Even people who are not data scientists know that Hadoop is a big deal, even if they don’t know exactly what it is. Hadoop in many people’s eyes equals big data. And everyone wants big data, right?
The sales pitch is that Hadoop can take reams of information in different formats, crunch it, and provide the fodder for better business decisions. Companies, for example, can use Hadoop and associated analytics to dig into social networks to find out what people are saying about their products on Twitter, Facebook etc., and use information to change course if necessary.
That sort of thing can be valuable, which is why vendors like Cloudera and Hortonworks
are built on that Hadoop foundation.
And yet … adoption isn’t setting the world on fire, according to a new Gartner survey which shows less than 50% of 284 respondents have invested in Hadoop technology or even plan to do so.
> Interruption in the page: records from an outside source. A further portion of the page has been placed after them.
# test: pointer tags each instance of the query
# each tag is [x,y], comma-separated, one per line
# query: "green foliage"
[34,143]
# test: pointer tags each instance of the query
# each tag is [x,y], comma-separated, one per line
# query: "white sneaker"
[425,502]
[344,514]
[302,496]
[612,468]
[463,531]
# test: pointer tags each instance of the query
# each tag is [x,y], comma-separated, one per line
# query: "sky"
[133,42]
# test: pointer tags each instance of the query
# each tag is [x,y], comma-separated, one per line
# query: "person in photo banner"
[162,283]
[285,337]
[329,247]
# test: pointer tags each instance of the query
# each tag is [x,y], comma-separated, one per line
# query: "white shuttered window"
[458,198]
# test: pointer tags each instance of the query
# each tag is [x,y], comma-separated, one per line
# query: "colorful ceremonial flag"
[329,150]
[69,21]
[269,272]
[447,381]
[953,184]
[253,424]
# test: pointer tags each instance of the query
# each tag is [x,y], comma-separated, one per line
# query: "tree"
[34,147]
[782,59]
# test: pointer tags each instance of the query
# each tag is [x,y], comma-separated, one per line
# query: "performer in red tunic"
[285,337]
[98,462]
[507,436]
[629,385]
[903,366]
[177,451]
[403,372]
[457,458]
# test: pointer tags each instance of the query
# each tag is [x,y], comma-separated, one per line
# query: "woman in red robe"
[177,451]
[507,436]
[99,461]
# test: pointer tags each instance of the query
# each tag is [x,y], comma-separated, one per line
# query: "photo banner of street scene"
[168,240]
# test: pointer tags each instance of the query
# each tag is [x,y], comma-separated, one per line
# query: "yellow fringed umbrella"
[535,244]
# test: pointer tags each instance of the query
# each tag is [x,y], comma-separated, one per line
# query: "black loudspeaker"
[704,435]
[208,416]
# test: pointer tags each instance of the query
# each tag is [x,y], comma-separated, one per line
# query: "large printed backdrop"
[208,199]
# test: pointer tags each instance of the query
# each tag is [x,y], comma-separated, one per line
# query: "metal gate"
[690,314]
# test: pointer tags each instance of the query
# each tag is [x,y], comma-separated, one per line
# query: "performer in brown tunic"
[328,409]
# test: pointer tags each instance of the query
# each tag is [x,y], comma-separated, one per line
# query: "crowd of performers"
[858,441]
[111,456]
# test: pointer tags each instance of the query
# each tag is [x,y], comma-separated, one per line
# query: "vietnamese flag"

Just over a quarter (26%) of respondents said they are deploying or experimenting with Hadoop and only 11% said they plan to invest in Hadoop within 12 months. In a press release, Gartner
analysts found two possible reasons. One was that respondents did not feel Hadoop was a priority and others felt it was “overkill.” Ouch.
The survey also confirmed the notion that a persistent shortage of Hadoop skills is hindering adoption.
The respondents work in big companies—the average annual revenue for the member companies is $3.4 billion and mean head count is just under 7,900 employees. They hear that Hadoop is this sexy new thing but they don’t know what to make of it, said Gartner Research Director Nick Heudecker.
“We get lots of questions from clients about what this thing is good for,” he said. “It doesn’t help that Hadoop is not a thing but several dozen software components. That is challenging for an enterprise that has lots of priorities.”
And, for those who aren’t sure what Hadoop is, it basically consists of two important subsystems called Hadoop MapReduce and Hadoop Distributed File System.
Together they take enormous quantities of data and process it relatively quickly. It does this by splitting the jobs into tiny pieces and spreading it out over multiple servers. By keeping the data on servers instead of dedicated storage systems, the jobs are processed faster and more cheaply. But there are still compromises. Running a Hadoop job still takes time and is done in batches, so it’s not good for real-time data or jobs that see a continuous inflow of data.
But back to the survey. The upshot seems to be that while Hadoop can handle huge data sets and make them useable, the capabilities needed to set up and run Hadoop remain scarce and expensive. And, for at least a subset of the corporate population, the perceived advantages do not yet outweigh the cost and complications.